I didn’t want Luke to get lost in the dark. Of course I didn’t, although I was drunk. I went, after only a little complaining. The eyes watched me as I left the room, the eyes slid after me like little bright stones, reflecting the candles on the table. I turned to the right as I went through the door and had a distinct unnerving sensation that one of the dozen cloaked men in the room had got up quietly and followed me. Without clearly knowing why I did it I stood back in a doorway on the left of the corridor and yes, there he was – I let him go past me, then followed him, trying to make sense of this. Perhaps he just wanted to make sure that we didn’t steal their monastic treasures. Not that I’d seen anything worth stealing. He went to the front door, looked out briefly; I had dodged back behind a tall cupboard. He walked right past me again looking puzzled and hurried back to the diningroom. I was rather pleased with my game of cops and robbers, I felt that my mind was working brilliantly fast, as you sometimes do when you’re dull with wine.
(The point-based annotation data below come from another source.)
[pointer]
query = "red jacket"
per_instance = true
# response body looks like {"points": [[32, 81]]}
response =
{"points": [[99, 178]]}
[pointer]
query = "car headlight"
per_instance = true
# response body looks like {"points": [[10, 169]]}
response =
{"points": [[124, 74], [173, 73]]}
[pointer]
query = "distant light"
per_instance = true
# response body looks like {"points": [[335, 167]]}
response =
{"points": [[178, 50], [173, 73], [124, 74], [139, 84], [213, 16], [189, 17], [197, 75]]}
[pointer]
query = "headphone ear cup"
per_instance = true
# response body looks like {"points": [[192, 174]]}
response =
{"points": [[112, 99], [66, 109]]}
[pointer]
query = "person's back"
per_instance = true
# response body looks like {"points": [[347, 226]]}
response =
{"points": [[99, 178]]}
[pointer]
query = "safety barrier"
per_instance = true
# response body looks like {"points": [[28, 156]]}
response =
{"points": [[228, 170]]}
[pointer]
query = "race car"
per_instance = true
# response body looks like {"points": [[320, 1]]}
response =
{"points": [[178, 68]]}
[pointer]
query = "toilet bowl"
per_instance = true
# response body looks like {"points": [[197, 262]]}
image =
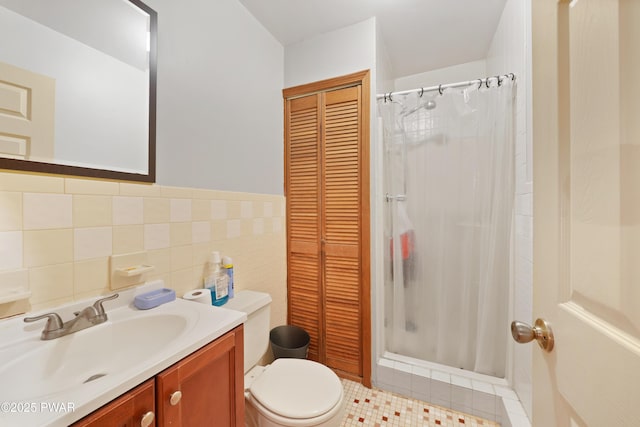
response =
{"points": [[288, 392]]}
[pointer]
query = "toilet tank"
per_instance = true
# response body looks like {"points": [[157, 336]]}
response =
{"points": [[257, 306]]}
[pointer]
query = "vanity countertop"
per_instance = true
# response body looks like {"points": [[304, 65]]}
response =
{"points": [[44, 383]]}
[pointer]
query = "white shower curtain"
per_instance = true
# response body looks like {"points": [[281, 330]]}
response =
{"points": [[449, 178]]}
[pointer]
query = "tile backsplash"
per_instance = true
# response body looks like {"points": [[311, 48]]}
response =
{"points": [[63, 230]]}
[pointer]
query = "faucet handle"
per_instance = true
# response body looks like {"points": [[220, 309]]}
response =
{"points": [[54, 321], [98, 304]]}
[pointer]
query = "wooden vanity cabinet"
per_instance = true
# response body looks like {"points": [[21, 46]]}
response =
{"points": [[205, 388], [128, 410]]}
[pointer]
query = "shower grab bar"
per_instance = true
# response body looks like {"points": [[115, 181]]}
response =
{"points": [[399, 197]]}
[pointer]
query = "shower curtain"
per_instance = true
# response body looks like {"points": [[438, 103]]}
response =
{"points": [[449, 183]]}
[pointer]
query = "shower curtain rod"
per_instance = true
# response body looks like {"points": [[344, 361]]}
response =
{"points": [[440, 88]]}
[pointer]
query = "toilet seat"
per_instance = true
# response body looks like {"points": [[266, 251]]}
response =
{"points": [[297, 389]]}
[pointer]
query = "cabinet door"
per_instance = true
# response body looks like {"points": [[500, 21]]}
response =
{"points": [[128, 410], [206, 388]]}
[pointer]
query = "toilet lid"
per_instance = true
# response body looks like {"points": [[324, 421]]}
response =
{"points": [[297, 388]]}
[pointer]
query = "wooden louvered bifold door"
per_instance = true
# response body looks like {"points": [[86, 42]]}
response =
{"points": [[341, 230], [303, 217], [327, 190]]}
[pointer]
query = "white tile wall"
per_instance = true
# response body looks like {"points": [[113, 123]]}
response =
{"points": [[201, 231], [127, 210], [47, 211], [92, 242], [180, 210], [234, 228], [10, 250], [246, 209], [218, 209], [157, 236]]}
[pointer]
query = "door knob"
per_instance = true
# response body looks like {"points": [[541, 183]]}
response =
{"points": [[175, 398], [541, 332], [147, 419]]}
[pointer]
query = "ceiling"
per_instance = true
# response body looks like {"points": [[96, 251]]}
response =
{"points": [[419, 35]]}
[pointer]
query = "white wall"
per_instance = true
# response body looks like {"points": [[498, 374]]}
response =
{"points": [[510, 51], [354, 48], [456, 73], [332, 54], [220, 80], [96, 95]]}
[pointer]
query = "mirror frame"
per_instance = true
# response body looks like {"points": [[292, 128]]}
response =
{"points": [[150, 176]]}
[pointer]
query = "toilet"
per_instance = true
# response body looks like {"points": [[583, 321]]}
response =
{"points": [[288, 392]]}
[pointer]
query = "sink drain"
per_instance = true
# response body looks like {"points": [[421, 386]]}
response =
{"points": [[93, 377]]}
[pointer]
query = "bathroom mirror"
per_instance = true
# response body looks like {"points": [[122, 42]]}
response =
{"points": [[78, 87]]}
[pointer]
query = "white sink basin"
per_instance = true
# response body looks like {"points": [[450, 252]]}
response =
{"points": [[88, 355], [89, 368]]}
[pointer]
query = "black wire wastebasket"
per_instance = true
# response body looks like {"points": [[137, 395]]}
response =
{"points": [[289, 341]]}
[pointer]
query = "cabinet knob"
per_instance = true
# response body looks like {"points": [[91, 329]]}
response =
{"points": [[175, 398], [147, 419]]}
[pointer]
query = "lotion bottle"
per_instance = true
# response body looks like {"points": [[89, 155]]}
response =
{"points": [[216, 280]]}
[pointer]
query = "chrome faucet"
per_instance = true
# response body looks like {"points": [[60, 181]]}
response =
{"points": [[85, 318]]}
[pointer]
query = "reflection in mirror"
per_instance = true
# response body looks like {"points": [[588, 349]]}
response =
{"points": [[77, 87]]}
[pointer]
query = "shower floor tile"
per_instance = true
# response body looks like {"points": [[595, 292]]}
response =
{"points": [[378, 408]]}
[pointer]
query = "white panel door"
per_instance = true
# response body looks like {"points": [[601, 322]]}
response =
{"points": [[27, 108], [586, 133]]}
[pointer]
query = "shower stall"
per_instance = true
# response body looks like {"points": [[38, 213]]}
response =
{"points": [[448, 161]]}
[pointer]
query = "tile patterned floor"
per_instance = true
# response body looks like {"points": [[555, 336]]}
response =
{"points": [[378, 408]]}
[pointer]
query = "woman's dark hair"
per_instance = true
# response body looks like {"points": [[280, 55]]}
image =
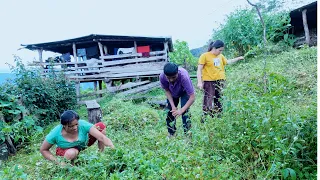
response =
{"points": [[68, 116], [170, 69], [215, 44]]}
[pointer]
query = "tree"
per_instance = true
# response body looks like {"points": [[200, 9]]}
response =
{"points": [[182, 55]]}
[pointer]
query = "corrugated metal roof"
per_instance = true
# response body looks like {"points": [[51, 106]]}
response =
{"points": [[66, 45]]}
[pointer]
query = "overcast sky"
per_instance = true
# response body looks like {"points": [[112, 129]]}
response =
{"points": [[37, 21]]}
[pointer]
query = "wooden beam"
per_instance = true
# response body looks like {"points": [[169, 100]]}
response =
{"points": [[130, 55], [98, 92], [305, 26], [110, 75], [84, 102], [140, 89], [130, 61], [92, 104], [126, 86]]}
Outside the door it was fiercely cold. There was a pool of golden light from the
hexone flambeaux
suspended above it, and in that pool big flakes of snow whirled gently down, unreal, like a ballet. Outside the bright whirlpool there was thick darkness. I peered across to where the car was parked, but Luke was suddenly right behind me, I jumped when he laid his hand on my shoulder and heard him hissing in my ear, ‘Briony says, get in the car. She thinks they’re going to kill us. She’s following.’

‘What?’ I couldn’t take it in. ‘She’s crazy. Monks don’t kill people.’

Words tumbled out, a river of protest. ‘They aren’t monks. Not real monks. I was having a look round, I went to the wrong door, the room was full of bones. Dirty yellow bones, with these foul dried shreds … Maybe that sausage we were eating at dinner. Dad,
please listen.
And in another room, there were all these documents, passports, birth certificates, from so many countries, piled on a desk. I think they were stolen, they take them from travellers. She promised me she would follow you – she knew they wouldn’t let you go out together –’

‘We can’t leave Briony in there, helpless.’

‘She isn’t helpless. She’s got that big gun. It’s in her bag. The great big black one.’